The Company regularly evaluates the adequacy of the accruals for product returns, cooperative marketing
arrangements, customer incentive programs and pricing programs. Future market conditions and product transitions
may require the Company to take action to increase such programs. In addition, when the variables used to estimate
these costs change, or if actual costs differ significantly from the estimates, the Company would be required to
record incremental reductions to revenue or increase operating expenses. If, at any future time, the Company
becomes unable to reasonably estimate these costs, recognition of revenue might be deferred until products are sold
to end-users, which would adversely impact revenue in the period of transition.
The Company’s shipping and handling costs are included in cost of sales in the accompanying Consolidated
Statements of Income for all periods presented.

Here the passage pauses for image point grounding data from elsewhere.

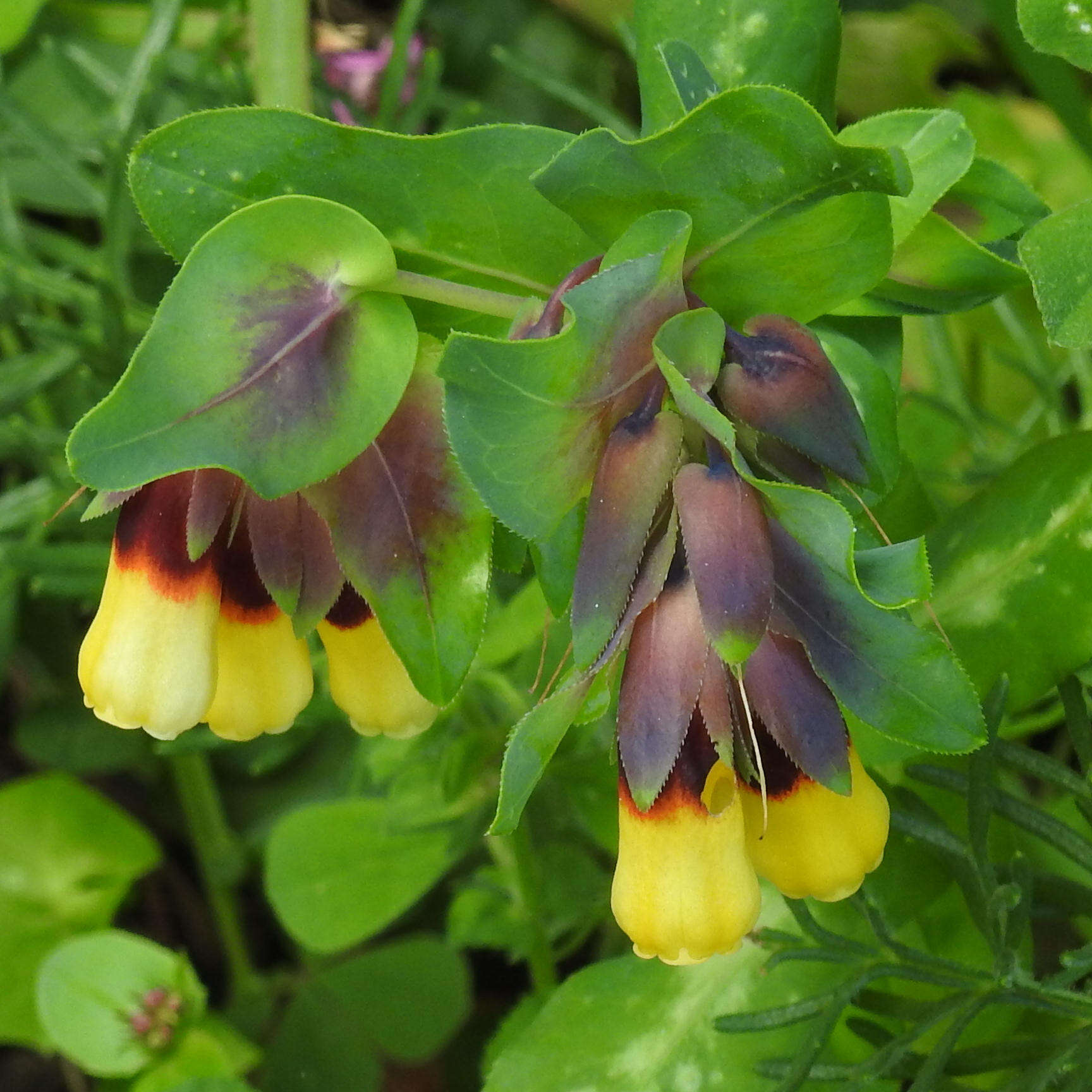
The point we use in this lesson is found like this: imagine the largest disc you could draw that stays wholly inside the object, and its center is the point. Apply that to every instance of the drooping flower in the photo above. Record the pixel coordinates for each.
(380, 700)
(684, 888)
(191, 627)
(808, 840)
(149, 658)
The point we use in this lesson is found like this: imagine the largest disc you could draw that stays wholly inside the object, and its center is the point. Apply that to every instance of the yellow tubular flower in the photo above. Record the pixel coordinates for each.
(367, 679)
(264, 672)
(148, 661)
(684, 888)
(816, 842)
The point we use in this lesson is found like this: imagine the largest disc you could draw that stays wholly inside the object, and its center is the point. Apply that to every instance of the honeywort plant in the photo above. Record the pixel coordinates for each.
(433, 397)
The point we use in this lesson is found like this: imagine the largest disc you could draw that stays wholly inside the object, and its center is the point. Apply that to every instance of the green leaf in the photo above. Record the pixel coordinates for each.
(555, 559)
(693, 81)
(1064, 30)
(1012, 580)
(339, 873)
(1056, 253)
(873, 393)
(67, 859)
(460, 198)
(991, 203)
(895, 576)
(899, 679)
(804, 265)
(268, 356)
(529, 420)
(634, 1026)
(90, 986)
(739, 42)
(938, 148)
(748, 166)
(531, 746)
(16, 21)
(414, 538)
(938, 269)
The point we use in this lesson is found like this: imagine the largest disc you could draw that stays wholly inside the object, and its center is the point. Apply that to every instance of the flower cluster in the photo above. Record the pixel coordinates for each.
(189, 630)
(735, 761)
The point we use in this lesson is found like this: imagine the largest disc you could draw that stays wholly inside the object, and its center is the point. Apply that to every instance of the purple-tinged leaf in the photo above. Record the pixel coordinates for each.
(279, 550)
(269, 356)
(509, 402)
(414, 538)
(322, 578)
(651, 577)
(780, 381)
(214, 493)
(727, 549)
(799, 711)
(660, 687)
(894, 676)
(630, 481)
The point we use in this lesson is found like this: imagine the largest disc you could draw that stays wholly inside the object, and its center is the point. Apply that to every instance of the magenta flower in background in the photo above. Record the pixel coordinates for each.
(358, 75)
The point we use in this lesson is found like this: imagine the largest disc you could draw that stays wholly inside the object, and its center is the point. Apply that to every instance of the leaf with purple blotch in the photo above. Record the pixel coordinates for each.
(414, 538)
(780, 381)
(799, 711)
(530, 420)
(815, 518)
(651, 578)
(295, 558)
(271, 356)
(894, 676)
(629, 484)
(660, 686)
(212, 497)
(727, 550)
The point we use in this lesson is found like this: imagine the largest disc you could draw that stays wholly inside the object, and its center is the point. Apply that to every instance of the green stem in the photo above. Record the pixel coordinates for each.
(396, 73)
(452, 294)
(514, 854)
(281, 52)
(220, 858)
(1077, 720)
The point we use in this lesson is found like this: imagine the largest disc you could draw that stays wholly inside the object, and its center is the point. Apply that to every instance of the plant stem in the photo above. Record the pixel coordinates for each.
(220, 858)
(281, 52)
(514, 854)
(452, 294)
(1077, 720)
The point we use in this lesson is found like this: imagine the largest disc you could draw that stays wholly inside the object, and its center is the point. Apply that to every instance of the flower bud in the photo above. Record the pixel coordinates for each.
(780, 381)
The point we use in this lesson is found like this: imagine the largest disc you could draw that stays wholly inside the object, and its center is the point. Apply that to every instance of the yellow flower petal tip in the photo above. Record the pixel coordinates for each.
(817, 843)
(148, 660)
(684, 889)
(367, 679)
(264, 677)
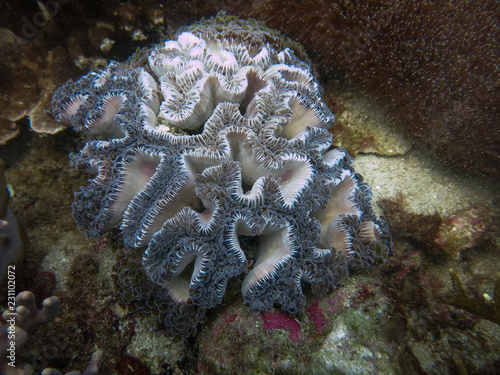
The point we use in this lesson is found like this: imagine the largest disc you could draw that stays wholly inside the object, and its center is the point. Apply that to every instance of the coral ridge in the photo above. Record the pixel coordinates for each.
(215, 139)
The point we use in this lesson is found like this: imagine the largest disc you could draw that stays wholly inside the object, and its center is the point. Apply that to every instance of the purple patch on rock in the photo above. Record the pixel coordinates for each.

Research and Development Costs
Costs related to research, design and development of products, which consist primarily of personnel, product
design and infrastructure expenses, are charged to research and development expense as they are incurred.
Advertising Costs
Advertising costs are expensed as incurred and amounted to $184.8 million, $118.1 million and $161.5 million
in fiscal years 2011, 2010 and 2009. Advertising costs are recorded as either a marketing and selling expense or a
deduction from revenue. Advertising costs reimbursed by the Company to a customer must have an identifiable
benefit and an estimable fair value in order to be classified as an operating expense. If these criteria are not met, the
cost is classified as a reduction of revenue.
Cash Equivalents
The Company considers all highly liquid instruments purchased with an original maturity of three months or
less to be cash equivalents.
Concentration of Credit Risk
Financial instruments that potentially subject the Company to concentrations of credit risk consist principally
of cash and cash equivalents and accounts receivable. The Company maintains cash and cash equivalents with
various financial institutions to limit exposure with any one financial institution, but is exposed to credit risk in the
event of default by financial institutions to the extent that cash balances with individual financial institutions are
in excess of amounts that are insured.
The Company sells to large OEMs, distributors and key retailers and, as a result, maintains individually
significant receivable balances with such customers. As of March 31, 2011 and 2010, one customer represented 13%
and 14% of total accounts receivable. Typical payment terms require customers to pay for product sales generally
within 30 to 60 days; however terms may vary by customer type, by country and by selling season. Extended
payment terms are sometimes offered to a limited number of customers during the second and third fiscal quarters.
The Company does not modify payment terms on existing receivables.